Colombia al voto. La sinistra di Petro prima al Senato, centrodestra alla Camera


Condividi su

(Federica Cannas) — L’8 marzo la Colombia ha rinnovato il suo Congresso, eleggendo i 103 senatori e i 183 deputati che siederanno a Bogotá per il periodo 2026–2030. Oltre 41 milioni di colombiani erano chiamati alle urne, distribuite in più di 125.000 seggi su tutto il territorio nazionale.

Con oltre il 91% delle mesas scrutinate al Senato, il Pacto Histórico, la coalizione che nel 2022 portò per la prima volta la sinistra alla guida della Colombia, guida con circa 4,2 milioni di voti (22,86%), seguito dal Centro Democrático con quasi 2,9 milioni (15,67%), dal Partido Liberal con oltre 2,1 milioni (11,70%), da Alianza por Colombia con 1,8 milioni (9,84%) e dal Partido Conservador con 1,76 milioni (9,57%). Alla Camera dei Rappresentanti, invece, è il Centro Democrático a imporsi come prima forza, davanti al Partido Liberal e al Partido Conservador.

Iván Cepeda, candidato presidenziale del Pacto Histórico, ha celebrato i risultati dichiarando che la coalizione si conferma «la principale forza politica della Colombia, la più influente», con la bancada più numerosa in entrambe le camere.

Tra le riconferme più significative, quella di María Fernanda Carrascal, rappresentante per Bogotá e capolista del Pacto Histórico alla Camera. Mafe Carrascal è stata la coordinatrice della Riforma del Lavoro, approvata nel 2024. I punti cardine di questa riforma includono la stabilità dell’impiego, l’istituzione di turni diurni e notturni, il pagamento dei giorni festivi, l’aumento del congedo di paternità, l’uguaglianza salariale di genere e la riduzione dell’orario di lavoro settimanale da 48 a 42 ore. La sua rielezione rappresenta una continuità importante per la difesa dei diritti dei lavoratori nel nuovo Congresso.
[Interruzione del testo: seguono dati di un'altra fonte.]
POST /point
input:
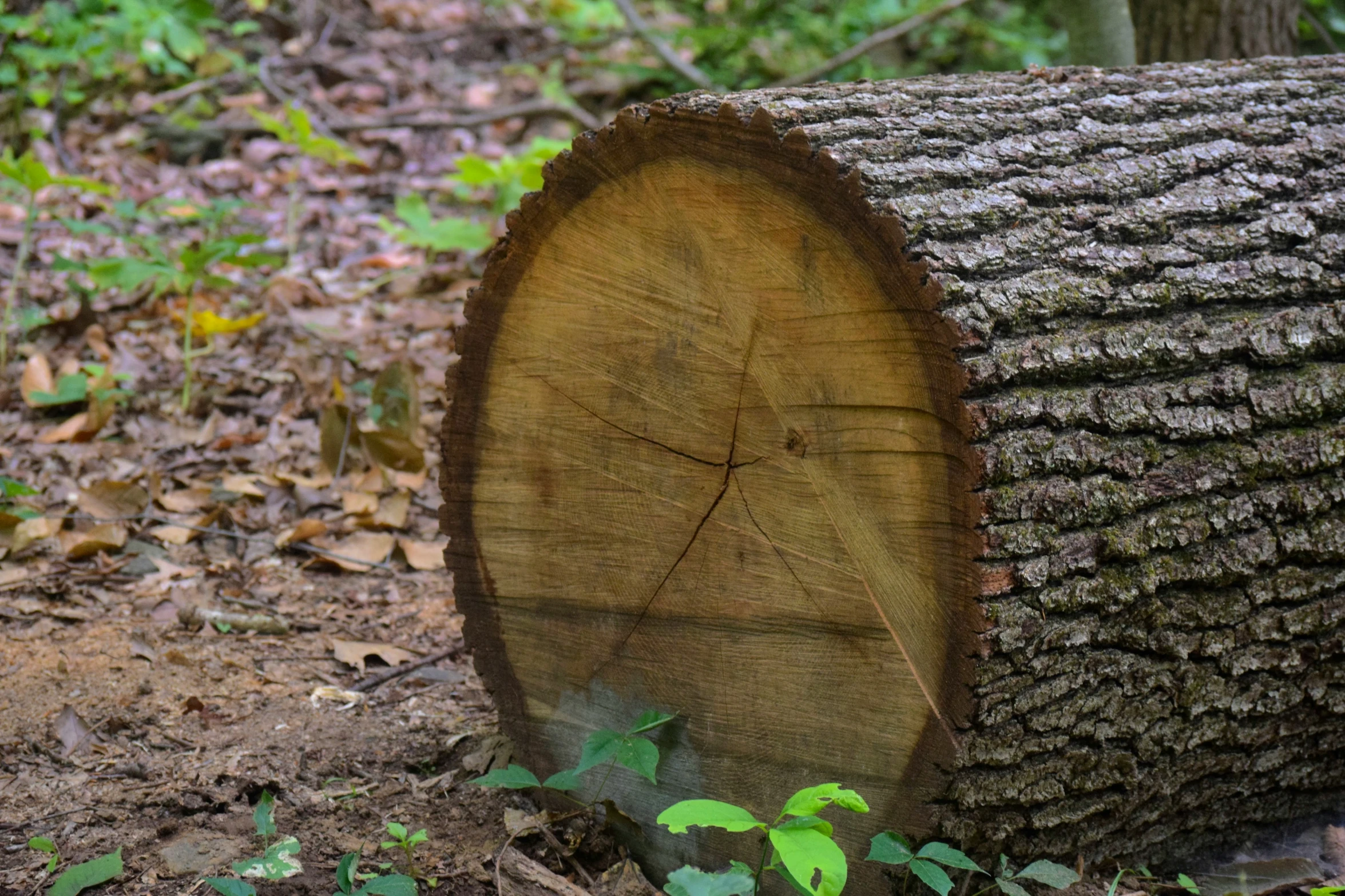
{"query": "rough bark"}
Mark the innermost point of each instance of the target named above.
(1191, 30)
(1148, 273)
La serata ha riservato una sorpresa di peso. L’ex presidente Álvaro Uribe Vélez, che si trovava in posizione 25 nella lista chiusa del Centro Democrático al Senado, non è riuscito a ottenere il suo seggio. Un risultato che segna simbolicamente la fine di un’era per il partito che ha fondato. Uribe, 72 anni, aveva dominato la scena politica colombiana per oltre due decenni, prima come presidente dal 2002 al 2010 e poi come senatore e punto di riferimento dell’opposizione a Petro. La sua esclusione dal Congresso chiude una stagione politica.
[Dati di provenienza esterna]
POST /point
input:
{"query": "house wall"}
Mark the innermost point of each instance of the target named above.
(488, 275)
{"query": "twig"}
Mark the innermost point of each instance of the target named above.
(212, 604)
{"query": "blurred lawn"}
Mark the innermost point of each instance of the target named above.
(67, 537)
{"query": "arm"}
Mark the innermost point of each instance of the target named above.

Oltre alle legislative, i colombiani erano chiamati a partecipare a tre consulte interpartitiche, una sorta di primarie per le presidenziali di maggio. Dalla Gran Consulta por Colombia è emersa vincitrice Paloma Valencia, del Centro Democrático, con circa 2,8 milioni di voti e quasi il 60% dei suffragi della coalizione. Roy Barreras ha vinto il Frente por la Vida, superando Daniel Quintero, mentre Claudia López si è imposta nella Consulta de las Soluciones.

Con le legislative che confermano il peso del Pacto Histórico nel paese, si consolida anche la figura di Iván Cepeda Castro come candidato presidenziale della coalizione per le elezioni di maggio. Senatore del Pacto Histórico, Cepeda ha dedicato la sua vita alla difesa dei diritti umani e delle vittime del conflitto armato. È figlio di Manuel Cepeda Vargas, dirigente di sinistra e parlamentare della Unión Patriótica, assassinato il 9 agosto 1994. Ha partecipato come facilitatore al processo di pace tra il governo e le FARC, e ha svolto lo stesso ruolo nei dialoghi con l’ELN, diventando uno dei principali architetti della politica di paz total del governo Petro. Nell’ottobre 2025 aveva vinto la consulta interna del Pacto Histórico con oltre 1,1 milioni di voti, il 64%, sconfiggendo l’ex ministra della Salute Carolina Corcho.

Gustavo Petro, che non può ripresentarsi per un secondo mandato consecutivo, lascia un paese politicamente polarizzato. La battaglia per la Casa de Nariño si deciderà il prossimo 31 maggio, con Cepeda, Valencia, Barreras e López come protagonisti principali del primo turno. I dati definitivi sui seggi conquistati da ciascun partito saranno disponibili con il completamento dello scrutinio ufficiale.